The two main defects of mice homozygous for the nude spontaneous mutation (Foxn1nu, formerly Hfh11nu) are abnormal hair growth and defective development of the thymic epithelium. Although the mice appear hairless, they are born with functional but faulty hair growth follicles. Nude mice are also athymic caused by a developmental failure of the thymic anlage. Consequently, homozygous nude mice lack T cells and suffer from a lack of cell-mediated immunity. The use of nude mice has reduced the number of thymectomy procedures required in research projects. Homozygous nude females are not effective breeders. Ovulation starts late at 2.5 months and ends early at 4 months.

Genetically modified Mouse strains

iNOS- or B6.129P2-Nos2tm1Lau/J

Nos2tm1Lau homozygotes, unlike Nos2 wildtype mice, have virtually no serum nitric oxide response, but were susceptible to LPS-induced death. Nos2tm1Lau homozygotes exhibit altered responses to M. bovis (BCG), systemic E. coli infection, M. tuberculosis and M. pulmonis. In addition, wound healing properties of fibroblasts are impaired in Nos2tm1Lau homozygotes. These mice may be suitable for use in studies of inflammatory conditions including rheumatoid arthritis, inflammatory bowel disease, cardiac allograft rejection, hepatoxicity, myocardial ischemia-reperfusion and septic shock.

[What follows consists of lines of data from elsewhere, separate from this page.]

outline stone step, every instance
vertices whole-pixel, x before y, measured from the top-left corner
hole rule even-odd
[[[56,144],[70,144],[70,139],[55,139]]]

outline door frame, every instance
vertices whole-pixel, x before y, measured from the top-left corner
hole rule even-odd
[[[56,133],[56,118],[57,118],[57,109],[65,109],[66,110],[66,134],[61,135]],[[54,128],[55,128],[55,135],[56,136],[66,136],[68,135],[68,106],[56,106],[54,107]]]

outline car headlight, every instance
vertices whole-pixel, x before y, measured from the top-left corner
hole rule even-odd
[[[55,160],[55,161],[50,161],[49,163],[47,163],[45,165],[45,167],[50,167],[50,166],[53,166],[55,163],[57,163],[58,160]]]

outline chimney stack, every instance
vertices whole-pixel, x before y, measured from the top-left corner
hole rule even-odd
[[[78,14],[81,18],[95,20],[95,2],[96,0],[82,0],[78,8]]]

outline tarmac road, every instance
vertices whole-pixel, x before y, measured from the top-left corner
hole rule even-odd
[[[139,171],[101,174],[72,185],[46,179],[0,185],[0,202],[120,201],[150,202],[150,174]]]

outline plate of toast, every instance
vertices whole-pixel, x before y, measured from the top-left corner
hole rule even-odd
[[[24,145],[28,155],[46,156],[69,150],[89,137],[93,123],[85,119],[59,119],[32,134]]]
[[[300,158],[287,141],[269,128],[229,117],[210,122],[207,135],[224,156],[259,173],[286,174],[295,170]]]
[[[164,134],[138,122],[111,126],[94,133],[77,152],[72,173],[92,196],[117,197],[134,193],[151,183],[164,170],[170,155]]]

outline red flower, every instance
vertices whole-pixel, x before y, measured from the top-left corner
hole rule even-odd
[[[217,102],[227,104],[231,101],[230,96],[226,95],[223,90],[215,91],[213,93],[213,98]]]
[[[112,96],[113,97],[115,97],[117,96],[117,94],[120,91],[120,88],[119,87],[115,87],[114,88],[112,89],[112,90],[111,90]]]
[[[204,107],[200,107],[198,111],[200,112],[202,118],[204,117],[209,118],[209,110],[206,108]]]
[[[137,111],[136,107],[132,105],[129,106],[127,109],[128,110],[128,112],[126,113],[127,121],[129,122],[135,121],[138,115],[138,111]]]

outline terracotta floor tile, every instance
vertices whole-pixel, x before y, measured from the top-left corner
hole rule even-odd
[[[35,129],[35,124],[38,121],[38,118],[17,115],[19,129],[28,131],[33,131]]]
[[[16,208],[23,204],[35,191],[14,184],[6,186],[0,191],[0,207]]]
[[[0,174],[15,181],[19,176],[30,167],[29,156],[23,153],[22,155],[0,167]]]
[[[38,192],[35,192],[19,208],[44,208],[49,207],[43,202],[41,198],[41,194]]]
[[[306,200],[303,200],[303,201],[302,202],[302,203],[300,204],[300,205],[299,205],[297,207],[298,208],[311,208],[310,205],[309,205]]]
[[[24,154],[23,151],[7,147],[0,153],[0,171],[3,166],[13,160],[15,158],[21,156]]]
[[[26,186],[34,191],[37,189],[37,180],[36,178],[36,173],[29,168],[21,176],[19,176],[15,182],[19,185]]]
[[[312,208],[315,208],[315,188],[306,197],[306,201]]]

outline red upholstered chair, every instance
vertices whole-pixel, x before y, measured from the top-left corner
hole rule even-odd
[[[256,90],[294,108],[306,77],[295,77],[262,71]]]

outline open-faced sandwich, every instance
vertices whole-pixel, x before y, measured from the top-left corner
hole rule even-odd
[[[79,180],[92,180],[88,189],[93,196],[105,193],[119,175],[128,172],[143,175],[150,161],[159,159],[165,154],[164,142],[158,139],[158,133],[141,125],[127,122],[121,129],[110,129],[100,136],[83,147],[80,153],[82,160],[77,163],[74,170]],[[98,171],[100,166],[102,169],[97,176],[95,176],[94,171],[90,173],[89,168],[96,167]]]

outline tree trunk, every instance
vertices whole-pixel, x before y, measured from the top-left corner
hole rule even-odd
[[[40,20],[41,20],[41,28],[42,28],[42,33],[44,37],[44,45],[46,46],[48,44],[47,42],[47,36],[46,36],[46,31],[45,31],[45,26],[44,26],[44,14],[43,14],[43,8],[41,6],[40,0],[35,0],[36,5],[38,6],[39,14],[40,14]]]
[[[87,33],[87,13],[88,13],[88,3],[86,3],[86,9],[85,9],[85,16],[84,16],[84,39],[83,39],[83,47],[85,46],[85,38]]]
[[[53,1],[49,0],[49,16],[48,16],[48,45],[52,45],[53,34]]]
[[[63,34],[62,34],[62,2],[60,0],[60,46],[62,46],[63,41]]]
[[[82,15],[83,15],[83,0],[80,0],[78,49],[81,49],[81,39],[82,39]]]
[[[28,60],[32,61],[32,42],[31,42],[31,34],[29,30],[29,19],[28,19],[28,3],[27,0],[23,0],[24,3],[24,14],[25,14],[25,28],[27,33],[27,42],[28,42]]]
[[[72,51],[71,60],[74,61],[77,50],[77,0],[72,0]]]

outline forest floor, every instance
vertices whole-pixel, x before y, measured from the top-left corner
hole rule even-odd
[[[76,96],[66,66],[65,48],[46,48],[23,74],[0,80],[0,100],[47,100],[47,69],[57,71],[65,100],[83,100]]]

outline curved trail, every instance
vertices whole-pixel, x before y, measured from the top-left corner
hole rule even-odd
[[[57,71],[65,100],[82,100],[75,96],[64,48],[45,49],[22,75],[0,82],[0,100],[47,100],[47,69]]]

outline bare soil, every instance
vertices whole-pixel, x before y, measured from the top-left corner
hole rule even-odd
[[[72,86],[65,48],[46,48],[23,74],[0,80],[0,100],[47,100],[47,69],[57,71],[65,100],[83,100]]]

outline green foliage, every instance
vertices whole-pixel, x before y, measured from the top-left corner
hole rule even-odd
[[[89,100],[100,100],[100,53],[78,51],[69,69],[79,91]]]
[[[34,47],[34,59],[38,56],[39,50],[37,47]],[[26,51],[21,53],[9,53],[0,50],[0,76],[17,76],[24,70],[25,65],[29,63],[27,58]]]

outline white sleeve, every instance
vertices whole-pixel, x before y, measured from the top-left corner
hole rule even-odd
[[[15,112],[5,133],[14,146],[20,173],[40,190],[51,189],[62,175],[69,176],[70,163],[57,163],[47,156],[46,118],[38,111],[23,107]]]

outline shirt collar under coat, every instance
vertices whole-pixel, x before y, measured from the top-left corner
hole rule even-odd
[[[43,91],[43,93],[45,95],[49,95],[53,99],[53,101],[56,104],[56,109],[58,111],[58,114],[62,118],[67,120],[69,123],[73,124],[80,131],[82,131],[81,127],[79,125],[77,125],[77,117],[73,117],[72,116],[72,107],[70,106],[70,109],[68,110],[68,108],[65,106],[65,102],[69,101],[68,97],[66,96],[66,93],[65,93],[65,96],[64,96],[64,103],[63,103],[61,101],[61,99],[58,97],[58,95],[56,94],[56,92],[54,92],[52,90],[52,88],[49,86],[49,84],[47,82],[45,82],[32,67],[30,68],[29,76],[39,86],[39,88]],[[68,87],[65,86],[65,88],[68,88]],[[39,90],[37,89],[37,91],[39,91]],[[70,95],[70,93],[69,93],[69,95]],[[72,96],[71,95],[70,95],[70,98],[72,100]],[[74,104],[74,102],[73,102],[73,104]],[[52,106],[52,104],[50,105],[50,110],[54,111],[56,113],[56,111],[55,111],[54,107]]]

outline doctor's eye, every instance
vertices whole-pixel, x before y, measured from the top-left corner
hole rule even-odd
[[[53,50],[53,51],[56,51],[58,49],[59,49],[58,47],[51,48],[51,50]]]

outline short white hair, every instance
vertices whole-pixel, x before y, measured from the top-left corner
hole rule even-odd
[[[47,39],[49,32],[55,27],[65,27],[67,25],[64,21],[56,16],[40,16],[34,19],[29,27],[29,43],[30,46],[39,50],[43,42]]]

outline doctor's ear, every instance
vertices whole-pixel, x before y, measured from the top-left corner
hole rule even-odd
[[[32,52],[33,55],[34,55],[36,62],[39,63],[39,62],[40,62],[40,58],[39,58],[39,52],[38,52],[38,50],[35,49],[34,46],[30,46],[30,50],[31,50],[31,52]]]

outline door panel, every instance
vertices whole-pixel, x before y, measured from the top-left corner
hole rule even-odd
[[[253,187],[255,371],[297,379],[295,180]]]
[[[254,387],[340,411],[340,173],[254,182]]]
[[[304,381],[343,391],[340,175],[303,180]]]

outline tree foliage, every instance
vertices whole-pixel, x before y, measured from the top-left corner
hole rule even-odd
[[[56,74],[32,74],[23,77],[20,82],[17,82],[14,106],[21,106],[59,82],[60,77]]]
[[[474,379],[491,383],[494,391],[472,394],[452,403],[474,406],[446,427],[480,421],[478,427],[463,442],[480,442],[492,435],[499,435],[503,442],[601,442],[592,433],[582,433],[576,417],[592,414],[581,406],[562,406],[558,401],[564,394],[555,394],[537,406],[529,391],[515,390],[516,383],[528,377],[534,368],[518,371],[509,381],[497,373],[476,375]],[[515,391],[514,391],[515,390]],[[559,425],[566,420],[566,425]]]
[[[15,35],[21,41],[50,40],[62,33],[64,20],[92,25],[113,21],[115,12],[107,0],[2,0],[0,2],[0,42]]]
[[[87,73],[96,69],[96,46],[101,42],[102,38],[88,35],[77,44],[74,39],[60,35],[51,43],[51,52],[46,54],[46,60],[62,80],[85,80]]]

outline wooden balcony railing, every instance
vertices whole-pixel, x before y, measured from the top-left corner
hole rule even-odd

gp91phox- or B6.129S-Cybbtm1Din/J

Affected hemizygous male mice lack phagocyte superoxide production, manifest an increased susceptibility to infection with Staphylococcus aureus and Aspergillus fumigatus and have an altered inflammatory response in thioglycollate peritonitis. This animal model should aid in developing new treatments for chronic granulomatous disease and in evaluating the role of phagocyte-derived oxidants in inflammation.

FVB-Tg(GFAP-cre)25Mes/J

Homozygotes for this transgene are not viable. Hemizygotes express Cre recombinase under the control of the human glial fibrillary acidic protein promoter (GFAP). When crossed with a strain containing loxP site flanked sequence of interest, Cre-mediated recombination results in tissue-specific deletion of the target, and recombination occurs primarily in the central nervous system, affecting astrocytes, oligodendroglia, ependyma and some neurons. This mutant mouse strain represents an effective tool for generating central nervous system specific-targeted mutants.

Tlr2 KO or B6.129-Tlr2tm1Kir/J

Bone marrow derived macrophages of homozygous mice do not respond to spirochete (Borrelia burgdorferi) lipoprotein challenge, although non-lipoprotein sonicate stimulates activation. Arthritis due to B. burgdorferi infection, as assessed by rear ankle swelling, is more severe in mutant mice. his mutant mouse strain may be useful in studies of host response to bacterial endotoxins such as septic shock.

Rat strains

Sprague Dawley

Ideal For General multipurpose model, safety and efficacy testing, aging, nutrition, diet-induced obesity, oncology, surgical model

Wistar

This particular colony was selected because of a low incidence of hydronephrosis.
Ideal For general multipurpose model, infectious disease research, safety and efficacy testing, aging, surgical model

Rabbit strain

New Zealand White

Ideal For Developmental and reproductive toxicology, ocular toxicology, dermal research, arthritis, general multipurpose model.